In one embodiment of the invention, the movable wall is integral with the depending wall and connected to it by at least two annular fold lines of opposite sense, within which the discharge aperture is formed. When the container seal is broken, the pressure differential acting within the interior space results in instantaneous downward movement of the movable wall by virtue of the annular portions on each side of each fold line moving in rotation in opposite directions relative to one another.

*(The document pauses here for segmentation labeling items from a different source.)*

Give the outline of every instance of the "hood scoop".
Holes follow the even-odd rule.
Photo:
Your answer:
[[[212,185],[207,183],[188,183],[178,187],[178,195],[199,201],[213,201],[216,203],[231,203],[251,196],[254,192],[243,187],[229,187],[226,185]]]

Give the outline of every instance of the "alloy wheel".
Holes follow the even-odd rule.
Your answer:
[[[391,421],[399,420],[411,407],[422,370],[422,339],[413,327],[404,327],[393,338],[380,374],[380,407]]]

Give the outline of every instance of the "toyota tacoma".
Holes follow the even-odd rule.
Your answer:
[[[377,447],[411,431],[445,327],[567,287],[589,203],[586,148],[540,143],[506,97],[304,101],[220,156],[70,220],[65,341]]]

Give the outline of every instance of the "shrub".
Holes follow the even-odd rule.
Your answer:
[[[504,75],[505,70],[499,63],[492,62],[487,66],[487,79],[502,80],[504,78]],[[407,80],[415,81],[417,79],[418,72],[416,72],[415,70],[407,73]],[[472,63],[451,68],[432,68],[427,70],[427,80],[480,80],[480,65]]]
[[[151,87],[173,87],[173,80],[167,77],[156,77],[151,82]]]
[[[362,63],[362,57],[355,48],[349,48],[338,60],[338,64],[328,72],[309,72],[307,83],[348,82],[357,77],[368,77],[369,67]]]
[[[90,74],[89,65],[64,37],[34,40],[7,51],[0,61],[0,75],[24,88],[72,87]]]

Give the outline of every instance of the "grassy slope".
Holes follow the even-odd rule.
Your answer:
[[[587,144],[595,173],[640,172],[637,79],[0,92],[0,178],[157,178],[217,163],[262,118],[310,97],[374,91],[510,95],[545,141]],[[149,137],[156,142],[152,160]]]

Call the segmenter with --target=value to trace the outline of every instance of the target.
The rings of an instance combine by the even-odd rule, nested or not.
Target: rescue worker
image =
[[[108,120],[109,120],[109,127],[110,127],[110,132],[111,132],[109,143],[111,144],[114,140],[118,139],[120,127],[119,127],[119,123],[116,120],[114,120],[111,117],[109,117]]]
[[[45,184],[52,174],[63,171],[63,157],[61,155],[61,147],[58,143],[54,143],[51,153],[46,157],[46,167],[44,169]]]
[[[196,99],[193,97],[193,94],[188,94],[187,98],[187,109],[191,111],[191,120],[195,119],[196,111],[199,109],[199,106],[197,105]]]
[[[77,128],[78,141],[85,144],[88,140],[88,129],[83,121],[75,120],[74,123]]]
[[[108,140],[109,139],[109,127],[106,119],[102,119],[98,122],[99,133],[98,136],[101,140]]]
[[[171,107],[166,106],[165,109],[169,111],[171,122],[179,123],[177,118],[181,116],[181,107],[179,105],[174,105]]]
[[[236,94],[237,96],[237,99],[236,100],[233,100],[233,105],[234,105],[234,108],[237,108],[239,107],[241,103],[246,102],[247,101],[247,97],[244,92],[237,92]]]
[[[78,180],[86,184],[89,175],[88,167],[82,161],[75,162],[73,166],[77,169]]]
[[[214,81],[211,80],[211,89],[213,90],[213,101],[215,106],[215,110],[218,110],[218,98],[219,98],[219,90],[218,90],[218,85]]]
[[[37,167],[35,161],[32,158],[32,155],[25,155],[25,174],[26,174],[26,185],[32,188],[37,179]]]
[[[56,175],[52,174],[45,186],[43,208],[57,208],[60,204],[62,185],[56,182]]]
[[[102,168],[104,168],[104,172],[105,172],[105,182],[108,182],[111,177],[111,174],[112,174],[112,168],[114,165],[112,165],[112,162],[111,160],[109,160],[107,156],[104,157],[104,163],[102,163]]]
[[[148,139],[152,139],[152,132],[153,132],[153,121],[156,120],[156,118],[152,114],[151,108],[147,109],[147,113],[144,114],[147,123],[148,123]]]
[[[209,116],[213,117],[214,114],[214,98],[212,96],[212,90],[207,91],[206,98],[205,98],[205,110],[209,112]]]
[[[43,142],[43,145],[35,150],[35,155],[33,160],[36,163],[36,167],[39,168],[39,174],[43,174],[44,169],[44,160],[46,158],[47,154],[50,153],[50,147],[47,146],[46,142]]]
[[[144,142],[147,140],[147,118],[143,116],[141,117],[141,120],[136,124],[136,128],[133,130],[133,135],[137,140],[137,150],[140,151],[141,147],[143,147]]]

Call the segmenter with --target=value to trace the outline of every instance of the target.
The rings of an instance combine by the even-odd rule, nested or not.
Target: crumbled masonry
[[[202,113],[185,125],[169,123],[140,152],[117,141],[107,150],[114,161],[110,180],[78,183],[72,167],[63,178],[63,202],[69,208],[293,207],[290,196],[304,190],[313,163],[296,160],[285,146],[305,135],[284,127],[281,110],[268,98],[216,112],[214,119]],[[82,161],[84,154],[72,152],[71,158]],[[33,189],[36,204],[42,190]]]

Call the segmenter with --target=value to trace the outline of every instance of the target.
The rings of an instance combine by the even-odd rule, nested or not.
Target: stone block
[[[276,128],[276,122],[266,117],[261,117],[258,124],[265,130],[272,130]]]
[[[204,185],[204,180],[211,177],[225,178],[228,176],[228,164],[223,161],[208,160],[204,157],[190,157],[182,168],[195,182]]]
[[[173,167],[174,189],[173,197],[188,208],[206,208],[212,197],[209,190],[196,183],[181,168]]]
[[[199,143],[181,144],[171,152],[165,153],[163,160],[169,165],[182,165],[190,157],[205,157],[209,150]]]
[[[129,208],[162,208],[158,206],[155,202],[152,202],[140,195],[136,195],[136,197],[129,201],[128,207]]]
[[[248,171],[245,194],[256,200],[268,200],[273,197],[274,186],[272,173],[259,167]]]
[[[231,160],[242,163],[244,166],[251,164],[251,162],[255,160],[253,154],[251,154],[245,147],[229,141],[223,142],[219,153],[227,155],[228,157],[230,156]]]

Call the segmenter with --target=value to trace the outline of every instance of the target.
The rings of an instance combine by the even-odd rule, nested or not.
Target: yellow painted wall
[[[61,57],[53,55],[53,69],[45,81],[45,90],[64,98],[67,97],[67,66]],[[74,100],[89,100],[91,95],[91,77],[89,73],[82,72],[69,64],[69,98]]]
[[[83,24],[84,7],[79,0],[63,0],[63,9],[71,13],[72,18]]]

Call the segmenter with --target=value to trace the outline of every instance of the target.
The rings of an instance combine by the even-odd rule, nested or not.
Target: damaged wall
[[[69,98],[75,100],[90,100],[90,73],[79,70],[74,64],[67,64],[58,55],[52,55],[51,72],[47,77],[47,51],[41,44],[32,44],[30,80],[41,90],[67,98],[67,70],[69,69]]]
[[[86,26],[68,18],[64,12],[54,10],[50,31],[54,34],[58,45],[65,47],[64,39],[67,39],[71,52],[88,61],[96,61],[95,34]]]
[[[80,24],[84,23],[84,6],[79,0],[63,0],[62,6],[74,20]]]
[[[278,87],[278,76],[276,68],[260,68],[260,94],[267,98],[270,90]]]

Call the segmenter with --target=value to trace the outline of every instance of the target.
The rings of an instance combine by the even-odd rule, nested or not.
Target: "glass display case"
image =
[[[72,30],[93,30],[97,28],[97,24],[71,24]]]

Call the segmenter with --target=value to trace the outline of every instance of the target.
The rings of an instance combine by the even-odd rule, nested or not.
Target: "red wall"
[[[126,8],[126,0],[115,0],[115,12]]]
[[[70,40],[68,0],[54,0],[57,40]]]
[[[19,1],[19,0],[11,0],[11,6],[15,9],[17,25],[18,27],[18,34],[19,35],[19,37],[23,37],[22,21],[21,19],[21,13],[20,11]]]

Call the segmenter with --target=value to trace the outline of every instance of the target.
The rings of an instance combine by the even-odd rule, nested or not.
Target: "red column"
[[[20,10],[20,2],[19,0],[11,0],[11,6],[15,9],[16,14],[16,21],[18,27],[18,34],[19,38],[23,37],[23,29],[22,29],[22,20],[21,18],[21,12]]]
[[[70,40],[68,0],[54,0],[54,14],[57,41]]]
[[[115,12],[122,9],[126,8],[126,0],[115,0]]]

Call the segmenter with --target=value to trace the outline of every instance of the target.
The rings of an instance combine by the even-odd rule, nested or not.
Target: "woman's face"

In an alternative embodiment, the movable wall includes a base connected to an upstanding annular wall, which is in sliding engagement with the depending wall, whereby the movable wall cooperates with the depending wall in the manner of a piston and cylinder. When the container seal is broken, the pressure differential acting within the interior space acts on the base of the depending wall and the depending wall therefore moves away from the seal member in the manner of a piston within a cylinder or a telescope. Although the depending wall and the movable wall are movable relative to one another, it is nevertheless desirable for them to be movable together as a unit so that the insert or lid of which the insert forms part may be removed from the container as a single unit. Thus in one embodiment, the depending wall and the upstanding wall carry respective projections which cooperate to permit only limited relative sliding movement, whereby the depending wall and the movable wall are connected together.

The gas supply pathway may simply constitute a very small opening or other leakage path in the depending wall. Such a leakage opening may have a diameter of less than 0.5 mm, e.g. 0.15 to 0.3 mm. Such an opening will permit gas to flow slowly into the gas space from the head space of the container, thereby pressurising the gas space. However, when the gas seal between the lid and the container is broken, thereby depressurising the head space of the container, the small diameter of the gas supply opening means that gas can escape from it only very slowly, whereby the high pressure in the gas space is maintained for a period of time of at least a few seconds. This period is more than adequate for the contents of the ingredient space to be ejected into the container.

Alternatively, the gas supply opening may include a non-return valve. In a simple form of the invention, a resilient lug depends from the underside of the seal member and engages the inner side of the depending wall over the gas supply opening and constitutes with it a non-return valve.

In one embodiment of the invention, the outer edge of the piston member constitutes a relatively massive flange, in whose upper surface a cut-out is formed at a predetermined circumferential position, the gas supply opening communicating with the gas space through the cut-out.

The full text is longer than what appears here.